Se um exercício cinematográfico em estranheza for sinónimo de qualidade, então esta primeira obra de Julia Leigh revela-se irresistível na sua frieza estética e unidimensionalidade de personagens. SLEEPING BEAUTY move-se em torno de uma protagonista disposta a tudo (as sequências iniciais, aparentemente inócuas, expressam essa característica de modo flagrante) e sem grandes preocupações com o que lhe acontece ou lhe é feito quando serve de objecto comatoso de prazer para frustrados e viciosos homens de meia-idade.
Para o espectador, o desconforto e a inquietação não advêm apenas de ser testemunha, um fortuito voyeur, de uma inusitada forma de prostituição. O filme "incomoda" pela potencial falta de moralidade ou manifesto de opressão da sexualidade feminina que ostenta, liderado por uma Emily Browning irrepreensível (num autêntico 'sucker punch' performativo, permitam-me o trocadilho...) e contenção formal ameaçadora de alguma "explosão" que nunca sucede. Enigmático, sensual e, em última instância, arrebatador.
. O ATALHO (2010), de Kelly Reichardt
1845, Oregon.
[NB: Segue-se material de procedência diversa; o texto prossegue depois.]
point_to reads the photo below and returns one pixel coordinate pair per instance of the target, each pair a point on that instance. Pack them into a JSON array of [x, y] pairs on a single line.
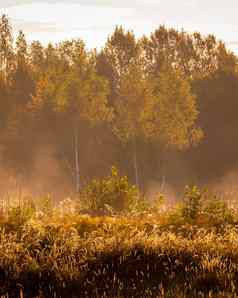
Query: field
[[188, 250]]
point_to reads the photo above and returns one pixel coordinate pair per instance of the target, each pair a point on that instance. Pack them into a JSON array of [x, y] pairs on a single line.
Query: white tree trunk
[[76, 159], [135, 163]]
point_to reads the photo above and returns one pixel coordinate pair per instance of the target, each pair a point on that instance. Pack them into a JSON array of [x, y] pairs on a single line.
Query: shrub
[[112, 193], [192, 203]]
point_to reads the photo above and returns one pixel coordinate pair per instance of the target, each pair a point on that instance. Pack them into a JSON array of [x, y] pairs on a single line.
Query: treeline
[[159, 107]]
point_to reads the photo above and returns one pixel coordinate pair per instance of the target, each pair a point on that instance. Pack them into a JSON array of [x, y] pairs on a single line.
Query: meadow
[[134, 249]]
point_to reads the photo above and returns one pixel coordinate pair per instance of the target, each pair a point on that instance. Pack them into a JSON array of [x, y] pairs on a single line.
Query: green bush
[[111, 194], [192, 203]]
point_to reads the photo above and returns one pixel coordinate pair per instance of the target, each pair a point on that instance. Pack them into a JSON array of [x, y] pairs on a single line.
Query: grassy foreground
[[187, 251]]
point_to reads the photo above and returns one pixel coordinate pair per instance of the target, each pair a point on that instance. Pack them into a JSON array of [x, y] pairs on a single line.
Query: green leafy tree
[[80, 95]]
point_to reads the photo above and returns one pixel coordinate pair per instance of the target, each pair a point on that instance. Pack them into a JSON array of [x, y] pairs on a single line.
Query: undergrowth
[[122, 247]]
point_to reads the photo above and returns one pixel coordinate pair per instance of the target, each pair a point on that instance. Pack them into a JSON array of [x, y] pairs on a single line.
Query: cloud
[[98, 3], [28, 26]]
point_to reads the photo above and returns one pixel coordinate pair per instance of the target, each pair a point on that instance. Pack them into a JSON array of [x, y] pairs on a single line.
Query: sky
[[94, 20]]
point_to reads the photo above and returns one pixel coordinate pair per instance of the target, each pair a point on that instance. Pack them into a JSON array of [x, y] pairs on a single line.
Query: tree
[[151, 108], [81, 96], [6, 47]]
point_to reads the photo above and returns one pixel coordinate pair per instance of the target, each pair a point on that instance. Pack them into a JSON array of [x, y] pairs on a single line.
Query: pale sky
[[94, 20]]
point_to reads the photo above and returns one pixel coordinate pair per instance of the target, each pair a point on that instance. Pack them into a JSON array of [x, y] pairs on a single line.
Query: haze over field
[[94, 20]]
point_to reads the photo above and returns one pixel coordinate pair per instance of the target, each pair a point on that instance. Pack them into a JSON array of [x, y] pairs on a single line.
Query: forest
[[161, 108], [118, 167]]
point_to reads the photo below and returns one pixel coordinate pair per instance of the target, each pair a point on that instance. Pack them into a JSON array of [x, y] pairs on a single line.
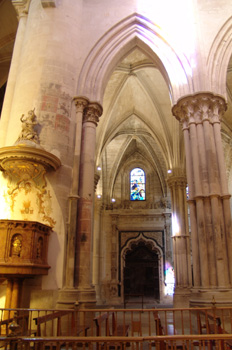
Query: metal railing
[[164, 329], [185, 342]]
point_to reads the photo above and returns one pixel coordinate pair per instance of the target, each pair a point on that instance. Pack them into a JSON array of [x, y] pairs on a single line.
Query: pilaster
[[181, 241], [83, 265], [200, 117]]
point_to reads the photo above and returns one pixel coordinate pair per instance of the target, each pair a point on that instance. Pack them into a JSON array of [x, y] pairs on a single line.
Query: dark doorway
[[141, 272]]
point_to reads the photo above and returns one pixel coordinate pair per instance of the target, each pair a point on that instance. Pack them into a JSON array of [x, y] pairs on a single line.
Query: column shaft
[[83, 273], [209, 200]]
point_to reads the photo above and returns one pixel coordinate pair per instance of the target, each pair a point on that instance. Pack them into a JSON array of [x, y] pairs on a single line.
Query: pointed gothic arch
[[153, 252], [134, 31]]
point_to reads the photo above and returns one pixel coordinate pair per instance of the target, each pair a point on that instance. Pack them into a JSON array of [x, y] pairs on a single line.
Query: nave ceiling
[[137, 119]]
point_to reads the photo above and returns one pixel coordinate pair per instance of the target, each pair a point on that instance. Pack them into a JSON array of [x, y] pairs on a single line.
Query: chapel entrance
[[141, 272]]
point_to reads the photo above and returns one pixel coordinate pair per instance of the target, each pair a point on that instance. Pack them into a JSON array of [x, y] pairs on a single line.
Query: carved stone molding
[[92, 113], [48, 3], [199, 108], [81, 103], [21, 7]]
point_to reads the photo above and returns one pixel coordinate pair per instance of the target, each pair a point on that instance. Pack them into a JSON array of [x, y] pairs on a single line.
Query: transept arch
[[134, 31]]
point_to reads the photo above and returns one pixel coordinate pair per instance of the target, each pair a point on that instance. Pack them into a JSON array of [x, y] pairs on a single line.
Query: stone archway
[[142, 268], [141, 271]]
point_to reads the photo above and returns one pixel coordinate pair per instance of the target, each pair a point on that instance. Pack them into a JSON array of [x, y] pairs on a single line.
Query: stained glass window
[[137, 183]]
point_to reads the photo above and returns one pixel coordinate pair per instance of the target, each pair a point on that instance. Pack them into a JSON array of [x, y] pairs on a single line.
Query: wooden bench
[[211, 324], [55, 316], [21, 320], [106, 325], [169, 330]]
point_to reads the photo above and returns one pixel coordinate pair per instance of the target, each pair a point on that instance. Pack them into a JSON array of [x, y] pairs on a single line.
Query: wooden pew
[[171, 330], [106, 323], [21, 320], [54, 316], [211, 324]]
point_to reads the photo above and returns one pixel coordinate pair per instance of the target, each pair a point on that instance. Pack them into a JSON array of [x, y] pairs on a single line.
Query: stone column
[[181, 241], [83, 270], [68, 294], [210, 216], [97, 246]]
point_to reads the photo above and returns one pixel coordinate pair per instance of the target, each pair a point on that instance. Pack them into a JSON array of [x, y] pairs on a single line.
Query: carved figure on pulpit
[[39, 248], [28, 125], [16, 245]]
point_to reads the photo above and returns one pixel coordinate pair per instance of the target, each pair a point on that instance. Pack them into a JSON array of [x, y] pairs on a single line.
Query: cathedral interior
[[115, 152]]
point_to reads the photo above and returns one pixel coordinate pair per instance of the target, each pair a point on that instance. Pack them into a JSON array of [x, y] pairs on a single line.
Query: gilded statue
[[16, 246], [28, 124]]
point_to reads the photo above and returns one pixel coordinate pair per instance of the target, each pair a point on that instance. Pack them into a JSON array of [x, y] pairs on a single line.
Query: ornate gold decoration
[[22, 163], [24, 247], [16, 245]]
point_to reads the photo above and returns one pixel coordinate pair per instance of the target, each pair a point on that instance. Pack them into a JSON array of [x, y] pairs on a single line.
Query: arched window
[[137, 185]]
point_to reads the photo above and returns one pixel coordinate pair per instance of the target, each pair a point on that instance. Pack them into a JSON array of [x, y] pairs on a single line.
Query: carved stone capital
[[177, 178], [92, 113], [81, 103], [199, 108]]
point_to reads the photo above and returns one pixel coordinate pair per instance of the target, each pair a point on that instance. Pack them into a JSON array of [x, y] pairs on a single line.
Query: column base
[[205, 297], [86, 298], [181, 297], [67, 298], [82, 298]]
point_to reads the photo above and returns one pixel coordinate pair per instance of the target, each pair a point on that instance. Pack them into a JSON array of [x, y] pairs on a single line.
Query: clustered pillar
[[181, 240], [83, 263], [210, 215]]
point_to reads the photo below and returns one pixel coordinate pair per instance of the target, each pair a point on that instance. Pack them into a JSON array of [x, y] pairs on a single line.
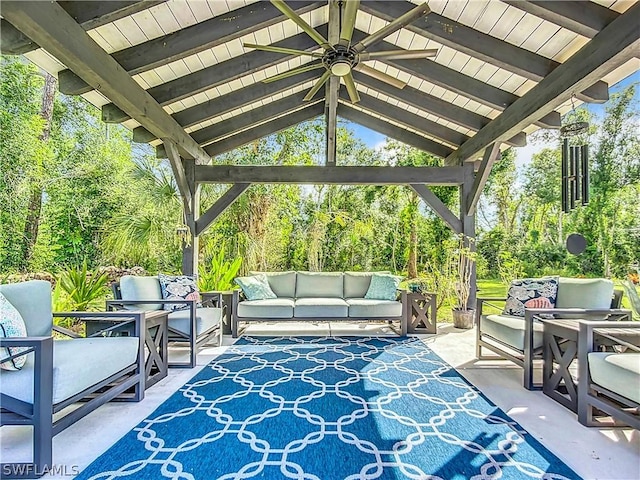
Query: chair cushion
[[77, 365], [11, 325], [321, 308], [383, 287], [510, 330], [319, 285], [283, 284], [356, 284], [33, 300], [584, 293], [178, 287], [531, 293], [255, 287], [269, 308], [371, 308], [618, 372], [206, 319], [141, 288]]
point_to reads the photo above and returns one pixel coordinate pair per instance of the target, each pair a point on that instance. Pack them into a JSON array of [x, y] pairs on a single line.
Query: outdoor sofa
[[520, 338], [193, 325], [319, 296], [58, 373]]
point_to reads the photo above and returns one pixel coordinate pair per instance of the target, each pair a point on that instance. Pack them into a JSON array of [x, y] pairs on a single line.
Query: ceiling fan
[[343, 57]]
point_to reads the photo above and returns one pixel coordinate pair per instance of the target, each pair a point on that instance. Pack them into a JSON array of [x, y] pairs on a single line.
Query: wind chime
[[575, 166]]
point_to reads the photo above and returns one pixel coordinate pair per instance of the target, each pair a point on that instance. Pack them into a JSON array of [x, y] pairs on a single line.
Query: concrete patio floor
[[594, 453]]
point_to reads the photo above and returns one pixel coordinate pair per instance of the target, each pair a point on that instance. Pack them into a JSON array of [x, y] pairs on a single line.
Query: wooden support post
[[469, 224]]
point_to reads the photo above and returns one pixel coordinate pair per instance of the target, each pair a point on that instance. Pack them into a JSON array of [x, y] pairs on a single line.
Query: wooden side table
[[421, 312]]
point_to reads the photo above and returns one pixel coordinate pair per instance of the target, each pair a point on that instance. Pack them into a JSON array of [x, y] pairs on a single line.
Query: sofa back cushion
[[584, 293], [356, 284], [141, 288], [319, 284], [33, 300], [283, 284]]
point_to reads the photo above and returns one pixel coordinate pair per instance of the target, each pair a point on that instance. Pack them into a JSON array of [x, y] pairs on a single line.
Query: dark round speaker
[[576, 243]]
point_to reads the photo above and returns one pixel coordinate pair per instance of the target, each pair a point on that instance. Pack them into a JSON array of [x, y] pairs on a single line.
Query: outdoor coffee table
[[560, 351]]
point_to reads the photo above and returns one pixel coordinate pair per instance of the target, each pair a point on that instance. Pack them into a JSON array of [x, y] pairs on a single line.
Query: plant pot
[[463, 318]]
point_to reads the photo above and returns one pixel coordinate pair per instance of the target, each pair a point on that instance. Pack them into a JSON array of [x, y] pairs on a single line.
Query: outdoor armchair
[[57, 373]]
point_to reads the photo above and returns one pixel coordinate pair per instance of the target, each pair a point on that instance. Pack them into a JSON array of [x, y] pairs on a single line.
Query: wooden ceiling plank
[[612, 47], [477, 44], [435, 106], [227, 103], [225, 72], [393, 131], [248, 119], [584, 18], [48, 24], [264, 130], [329, 175], [88, 14], [225, 201], [189, 41]]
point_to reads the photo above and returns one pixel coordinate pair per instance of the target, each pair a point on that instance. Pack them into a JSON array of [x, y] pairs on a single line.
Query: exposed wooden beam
[[225, 201], [482, 46], [393, 131], [326, 175], [179, 174], [189, 41], [409, 119], [249, 119], [584, 18], [87, 14], [439, 208], [491, 153], [613, 46], [264, 130], [225, 72], [48, 24]]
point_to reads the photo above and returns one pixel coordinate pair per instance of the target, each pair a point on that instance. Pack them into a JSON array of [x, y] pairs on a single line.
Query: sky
[[523, 154]]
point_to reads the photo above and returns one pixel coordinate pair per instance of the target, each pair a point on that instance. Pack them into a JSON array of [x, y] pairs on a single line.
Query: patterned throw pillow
[[11, 325], [178, 287], [383, 286], [531, 293], [255, 287]]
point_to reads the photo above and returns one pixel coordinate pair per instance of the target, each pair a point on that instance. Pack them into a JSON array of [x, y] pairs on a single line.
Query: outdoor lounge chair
[[609, 381], [193, 326], [58, 373], [519, 339]]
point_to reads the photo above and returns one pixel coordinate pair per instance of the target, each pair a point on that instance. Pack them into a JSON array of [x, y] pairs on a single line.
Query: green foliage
[[83, 288], [218, 275]]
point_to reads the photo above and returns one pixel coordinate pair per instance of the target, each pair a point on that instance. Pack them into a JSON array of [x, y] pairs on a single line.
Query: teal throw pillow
[[383, 286], [255, 287]]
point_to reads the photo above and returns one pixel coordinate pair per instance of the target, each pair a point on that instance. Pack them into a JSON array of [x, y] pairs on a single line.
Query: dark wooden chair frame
[[525, 358], [235, 320], [593, 397], [194, 341], [126, 385]]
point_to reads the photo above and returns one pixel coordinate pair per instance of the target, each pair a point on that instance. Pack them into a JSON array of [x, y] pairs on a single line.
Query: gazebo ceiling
[[178, 70]]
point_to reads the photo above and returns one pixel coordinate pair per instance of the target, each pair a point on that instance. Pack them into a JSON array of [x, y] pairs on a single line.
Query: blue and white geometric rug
[[328, 408]]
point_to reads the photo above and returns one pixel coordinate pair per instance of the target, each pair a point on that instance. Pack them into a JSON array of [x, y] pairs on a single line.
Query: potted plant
[[462, 264]]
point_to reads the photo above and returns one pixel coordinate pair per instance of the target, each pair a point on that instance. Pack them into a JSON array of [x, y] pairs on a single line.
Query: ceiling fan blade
[[297, 19], [398, 54], [351, 88], [378, 75], [295, 71], [397, 24], [286, 51], [318, 85], [348, 21]]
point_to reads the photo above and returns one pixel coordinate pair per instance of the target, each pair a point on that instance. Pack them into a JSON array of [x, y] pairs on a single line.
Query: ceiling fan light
[[341, 68]]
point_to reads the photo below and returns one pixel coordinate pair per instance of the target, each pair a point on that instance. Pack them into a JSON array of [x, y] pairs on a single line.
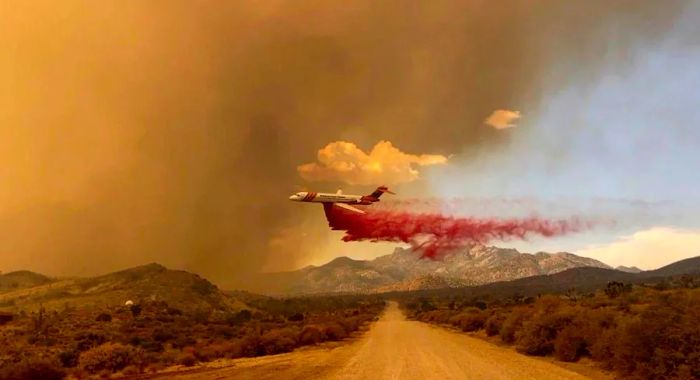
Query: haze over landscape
[[400, 189], [176, 138]]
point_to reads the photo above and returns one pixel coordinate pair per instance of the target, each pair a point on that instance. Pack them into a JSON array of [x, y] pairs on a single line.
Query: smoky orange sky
[[170, 131]]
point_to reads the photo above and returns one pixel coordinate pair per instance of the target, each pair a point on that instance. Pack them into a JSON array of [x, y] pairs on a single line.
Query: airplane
[[341, 200]]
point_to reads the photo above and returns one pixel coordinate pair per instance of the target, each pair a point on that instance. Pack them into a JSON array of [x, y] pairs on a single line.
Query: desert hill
[[21, 279], [152, 282], [404, 269], [579, 280]]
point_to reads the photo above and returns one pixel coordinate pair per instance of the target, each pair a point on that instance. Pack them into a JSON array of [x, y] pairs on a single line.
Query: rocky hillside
[[147, 283], [21, 279], [404, 269]]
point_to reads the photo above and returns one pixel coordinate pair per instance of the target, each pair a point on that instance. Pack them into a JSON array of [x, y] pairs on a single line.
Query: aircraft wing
[[350, 208]]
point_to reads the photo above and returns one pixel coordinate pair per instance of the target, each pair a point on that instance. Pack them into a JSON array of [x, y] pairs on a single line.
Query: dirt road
[[395, 348]]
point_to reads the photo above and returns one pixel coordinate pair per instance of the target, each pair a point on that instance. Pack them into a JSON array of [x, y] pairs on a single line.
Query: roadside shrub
[[334, 331], [493, 324], [311, 335], [570, 344], [250, 346], [69, 357], [187, 359], [278, 341], [511, 325], [536, 337], [109, 356], [33, 368], [471, 320]]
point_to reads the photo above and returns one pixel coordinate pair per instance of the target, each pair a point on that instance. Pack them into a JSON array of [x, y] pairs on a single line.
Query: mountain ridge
[[405, 269]]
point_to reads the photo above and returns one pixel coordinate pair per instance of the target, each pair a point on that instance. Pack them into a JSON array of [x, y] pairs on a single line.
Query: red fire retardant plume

Uma caravana composta por três famílias contrata Stephen Meek (Bruce Greenwood), um explorador, para guiá-los através do deserto. Quando se perdem num caminho não assinalado, os emigrantes terão de enfrentar fome, sede, desesperança e a presença de um nativo-americano (Rod Rondeaux) que tanto poderá encaminhá-los no rumo certo ou em direcção a um destino fatal.
O drama sobre o pioneirismo norte-americano, em pleno Século XIX, está aqui bem presente, mas não é nesse detalhe que O ATALHO se agiganta. Aqui, a nossa atenção deve focar-se neste magnífico atestado de que som e imagem são definitivamente mais importantes que mil palavras ou exímias legendagens, a atmosfera supera quaisquer golpes elementares ou gratuitos de emoção e a intemporalidade de um filme rege-se pela sua aptidão em cativar o espectador sem profundas moralidades.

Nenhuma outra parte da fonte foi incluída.